Advocates call for policy change on Overdose Awareness Day
There is a drug crisis in Ottawa and across Canada, and a toxic street supply only makes it worse. The calls for change to policy continued in the capital on Overdose Awareness Day.
Patrick Tobin, whose street name is 'Irish', has a reminder of loss inked on his left arm: the name Lisa.
"I tattooed it on with a staple while I was in the pen," Tobin says. "Two and a half years ago she died of an overdose. I was with her for 12 years. After she died, I really struggled with addiction."
Tobin’s drug use spiralled out of control, landing him in jail, before turning to recovery.
"I’m 52 years old and I’ve been an addict since I was 16," Tobin says. "People, places and things are my triggers but I avoid it by going out for a nice dinner, read a book or walk my dog and it seems to be working for me. I don’t think I’m totally out of the woods yet but it’s one day at a time and I’m starting to feel better about myself."
Tobin’s story was one of many shared by community members who gathered at the Human Rights Monument in Ottawa to help lift the stigma of drug use on International Overdose Awareness Day.
"In August 2020, we lost our youngest son, Trevor, to an accidental drug poisoning," mother Ruth Fox said. "He was living and working in Kincardine, he was working in the wind energy sector. He had a good job, he owned his house, he had friends in the community, it was right in the middle of COVID, he was going through a bit of a rough time and the next thing we knew he was gone. There are no words."
Fox now supports Moms Stop the Harm, a national organization that provides peer support to grieving families, and advocates for the reform of drug policies.
"People who use drugs are not bad people," Fox says. "We need to look at drug use differently because as long as there is prohibition, there’s going to be a toxic supply and people are going to keep dying and it’s people in all walks of life."
In Canada, opioid drug use has spiked, along with deaths, in part due to street drugs, which can contain a lethal cocktail of substances like fentanyl and benzodiazepines.
Last year in Ottawa, 141 people died from overdose. In the first three months of 2023, 49 died due to an overdose. Health officials say that in July, hospitalizations for opioid-related overdose pushed to record levels.
"We need to make sure people understand is that if they are using opioids, if they are using powders from the unregulated market, they are at risk to make sure they are not using alone, that they have talked to someone about their substance abuse and they got somebody there who can respond in the event that they do overdose," Rob Boyd, CEO of Ottawa Inner City Health, said.
"Most of the consumption sites here are now responding to more overdoses outside of the site then inside the sites and the majority of those we estimate, it’s about 75 to 80 per cent are suspected people who are inhaling the drugs or smoking the drugs."
Currently, safe consumption sites cannot supervise inhalation or smoking. Boyd is calling on the provincial health unit to change its policy. He says the city also needs more safe consumption sites and overdose-saving naloxone, a safe supply of drugs, as well as an increase in supportive housing.

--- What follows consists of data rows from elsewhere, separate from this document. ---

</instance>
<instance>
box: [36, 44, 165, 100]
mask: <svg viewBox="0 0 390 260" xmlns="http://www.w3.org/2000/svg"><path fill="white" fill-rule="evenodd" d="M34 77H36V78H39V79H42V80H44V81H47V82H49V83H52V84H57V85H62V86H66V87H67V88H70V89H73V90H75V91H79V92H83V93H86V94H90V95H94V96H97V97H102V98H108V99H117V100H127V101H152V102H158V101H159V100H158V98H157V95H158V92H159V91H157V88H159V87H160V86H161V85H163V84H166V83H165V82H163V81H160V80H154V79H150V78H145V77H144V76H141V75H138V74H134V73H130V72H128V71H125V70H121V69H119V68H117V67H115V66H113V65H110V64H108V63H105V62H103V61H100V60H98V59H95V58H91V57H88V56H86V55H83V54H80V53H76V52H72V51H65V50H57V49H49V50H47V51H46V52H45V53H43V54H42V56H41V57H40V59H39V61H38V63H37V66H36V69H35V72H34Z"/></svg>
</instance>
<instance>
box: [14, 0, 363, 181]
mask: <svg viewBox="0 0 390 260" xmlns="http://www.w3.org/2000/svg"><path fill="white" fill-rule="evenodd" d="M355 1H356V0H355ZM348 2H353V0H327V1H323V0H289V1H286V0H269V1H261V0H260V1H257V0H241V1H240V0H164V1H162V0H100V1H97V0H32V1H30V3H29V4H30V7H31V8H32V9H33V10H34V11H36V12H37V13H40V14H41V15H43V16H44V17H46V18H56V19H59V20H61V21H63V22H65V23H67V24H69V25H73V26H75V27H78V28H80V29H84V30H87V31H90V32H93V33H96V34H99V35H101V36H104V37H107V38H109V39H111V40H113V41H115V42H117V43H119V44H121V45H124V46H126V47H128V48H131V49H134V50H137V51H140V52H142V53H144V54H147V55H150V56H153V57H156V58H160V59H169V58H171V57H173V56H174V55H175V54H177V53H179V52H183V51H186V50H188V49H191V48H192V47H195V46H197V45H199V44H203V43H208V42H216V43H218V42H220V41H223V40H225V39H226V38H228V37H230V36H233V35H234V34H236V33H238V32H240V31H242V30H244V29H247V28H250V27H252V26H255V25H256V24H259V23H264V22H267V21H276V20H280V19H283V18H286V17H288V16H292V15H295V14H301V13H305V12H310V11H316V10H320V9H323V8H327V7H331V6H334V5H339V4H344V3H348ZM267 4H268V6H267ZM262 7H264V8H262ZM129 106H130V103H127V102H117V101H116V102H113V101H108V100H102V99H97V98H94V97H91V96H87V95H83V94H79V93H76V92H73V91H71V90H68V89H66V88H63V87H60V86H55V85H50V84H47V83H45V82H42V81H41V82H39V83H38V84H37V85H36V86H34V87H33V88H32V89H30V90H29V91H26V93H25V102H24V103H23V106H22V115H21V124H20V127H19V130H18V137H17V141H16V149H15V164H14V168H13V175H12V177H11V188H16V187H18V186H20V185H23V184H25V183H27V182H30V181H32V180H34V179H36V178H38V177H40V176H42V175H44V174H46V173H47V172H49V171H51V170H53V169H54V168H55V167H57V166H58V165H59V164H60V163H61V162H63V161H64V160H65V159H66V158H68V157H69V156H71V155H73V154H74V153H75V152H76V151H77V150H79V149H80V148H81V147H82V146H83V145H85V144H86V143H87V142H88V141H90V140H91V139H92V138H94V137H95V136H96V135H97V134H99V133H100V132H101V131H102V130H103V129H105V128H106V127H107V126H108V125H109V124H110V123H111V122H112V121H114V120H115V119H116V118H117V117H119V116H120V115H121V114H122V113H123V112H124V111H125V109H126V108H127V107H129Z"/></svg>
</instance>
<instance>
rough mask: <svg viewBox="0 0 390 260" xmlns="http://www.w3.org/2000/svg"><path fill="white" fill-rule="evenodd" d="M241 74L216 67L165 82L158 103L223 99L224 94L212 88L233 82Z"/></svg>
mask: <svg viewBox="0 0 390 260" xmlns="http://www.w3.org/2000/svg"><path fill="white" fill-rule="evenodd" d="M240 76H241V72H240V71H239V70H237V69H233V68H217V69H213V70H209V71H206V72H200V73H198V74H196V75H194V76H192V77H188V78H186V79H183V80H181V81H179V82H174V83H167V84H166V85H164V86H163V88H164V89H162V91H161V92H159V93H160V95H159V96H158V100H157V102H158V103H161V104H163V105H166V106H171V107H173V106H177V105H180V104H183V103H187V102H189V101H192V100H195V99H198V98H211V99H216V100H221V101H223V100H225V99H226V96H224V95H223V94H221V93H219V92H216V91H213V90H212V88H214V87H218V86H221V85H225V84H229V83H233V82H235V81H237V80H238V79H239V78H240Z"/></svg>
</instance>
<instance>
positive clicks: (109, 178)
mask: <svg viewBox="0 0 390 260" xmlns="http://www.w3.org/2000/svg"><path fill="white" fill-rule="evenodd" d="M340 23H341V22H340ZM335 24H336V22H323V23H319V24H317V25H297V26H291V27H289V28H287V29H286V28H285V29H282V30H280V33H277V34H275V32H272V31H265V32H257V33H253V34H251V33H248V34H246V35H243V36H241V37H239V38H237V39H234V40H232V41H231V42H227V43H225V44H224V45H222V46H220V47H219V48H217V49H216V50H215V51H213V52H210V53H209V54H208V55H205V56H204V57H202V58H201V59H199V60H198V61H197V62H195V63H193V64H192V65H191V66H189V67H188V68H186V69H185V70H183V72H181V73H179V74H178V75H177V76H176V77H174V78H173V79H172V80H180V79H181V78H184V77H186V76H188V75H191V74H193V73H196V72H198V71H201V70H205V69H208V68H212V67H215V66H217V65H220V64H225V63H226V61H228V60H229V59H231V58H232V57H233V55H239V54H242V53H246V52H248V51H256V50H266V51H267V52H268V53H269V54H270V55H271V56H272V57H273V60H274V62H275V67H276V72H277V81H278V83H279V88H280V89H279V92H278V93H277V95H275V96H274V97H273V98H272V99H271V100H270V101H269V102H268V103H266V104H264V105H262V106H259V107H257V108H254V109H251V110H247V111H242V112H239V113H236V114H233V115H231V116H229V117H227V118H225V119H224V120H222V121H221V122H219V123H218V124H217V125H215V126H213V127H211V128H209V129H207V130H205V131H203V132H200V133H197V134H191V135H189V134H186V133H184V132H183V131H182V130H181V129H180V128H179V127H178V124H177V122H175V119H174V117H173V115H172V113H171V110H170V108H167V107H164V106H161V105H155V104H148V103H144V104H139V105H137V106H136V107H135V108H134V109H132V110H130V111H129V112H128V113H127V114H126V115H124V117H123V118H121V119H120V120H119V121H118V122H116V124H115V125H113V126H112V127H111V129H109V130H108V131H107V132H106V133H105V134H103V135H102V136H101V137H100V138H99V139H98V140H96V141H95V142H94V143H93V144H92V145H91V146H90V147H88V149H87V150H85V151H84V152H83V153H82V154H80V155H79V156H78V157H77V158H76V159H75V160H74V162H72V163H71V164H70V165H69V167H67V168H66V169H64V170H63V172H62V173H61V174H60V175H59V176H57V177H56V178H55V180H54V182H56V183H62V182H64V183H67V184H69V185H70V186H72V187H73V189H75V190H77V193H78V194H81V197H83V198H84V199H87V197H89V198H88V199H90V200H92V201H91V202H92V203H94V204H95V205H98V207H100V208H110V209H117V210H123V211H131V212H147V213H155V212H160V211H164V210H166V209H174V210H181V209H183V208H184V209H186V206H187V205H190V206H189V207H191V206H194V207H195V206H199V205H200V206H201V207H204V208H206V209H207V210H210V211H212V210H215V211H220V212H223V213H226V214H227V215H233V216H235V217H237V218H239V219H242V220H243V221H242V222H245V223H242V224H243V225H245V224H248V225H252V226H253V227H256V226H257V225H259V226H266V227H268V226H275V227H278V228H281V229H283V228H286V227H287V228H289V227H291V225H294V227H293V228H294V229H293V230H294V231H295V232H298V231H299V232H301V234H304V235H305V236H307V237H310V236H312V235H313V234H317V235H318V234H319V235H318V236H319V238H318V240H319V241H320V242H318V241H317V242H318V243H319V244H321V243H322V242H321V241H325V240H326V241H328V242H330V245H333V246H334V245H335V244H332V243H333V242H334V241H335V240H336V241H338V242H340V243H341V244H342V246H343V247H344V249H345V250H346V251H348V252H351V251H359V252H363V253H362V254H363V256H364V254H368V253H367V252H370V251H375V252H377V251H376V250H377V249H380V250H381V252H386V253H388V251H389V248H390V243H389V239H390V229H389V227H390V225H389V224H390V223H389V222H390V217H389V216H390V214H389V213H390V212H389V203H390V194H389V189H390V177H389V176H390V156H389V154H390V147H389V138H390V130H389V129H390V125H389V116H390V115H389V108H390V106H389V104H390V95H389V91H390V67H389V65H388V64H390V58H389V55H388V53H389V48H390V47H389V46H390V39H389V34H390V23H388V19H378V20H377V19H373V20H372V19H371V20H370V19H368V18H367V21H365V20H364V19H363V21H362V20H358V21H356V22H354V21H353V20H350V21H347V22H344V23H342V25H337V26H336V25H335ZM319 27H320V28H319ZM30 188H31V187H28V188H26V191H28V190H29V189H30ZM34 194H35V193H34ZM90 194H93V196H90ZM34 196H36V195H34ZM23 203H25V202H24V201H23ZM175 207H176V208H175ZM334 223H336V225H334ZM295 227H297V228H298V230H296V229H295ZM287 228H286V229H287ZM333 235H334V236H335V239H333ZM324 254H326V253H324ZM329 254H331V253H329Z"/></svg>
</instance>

"This is no surprise to anybody; it’s not enough and it leads to more dangerous substance use on the streets when people don’t have housing," Dr. Vera Etches, Ottawa’s medical officer of health, says. "There are many different complexities; we need to meet people where they are at and we need to work with communities that are most affected because as the problem changes the solutions will need to continue to evolve. We need to think broadly across the city because a certain amount of site will never meet the whole need. We need to really think about how we can help our family, our friend, our neighbours by being there when they are using substances."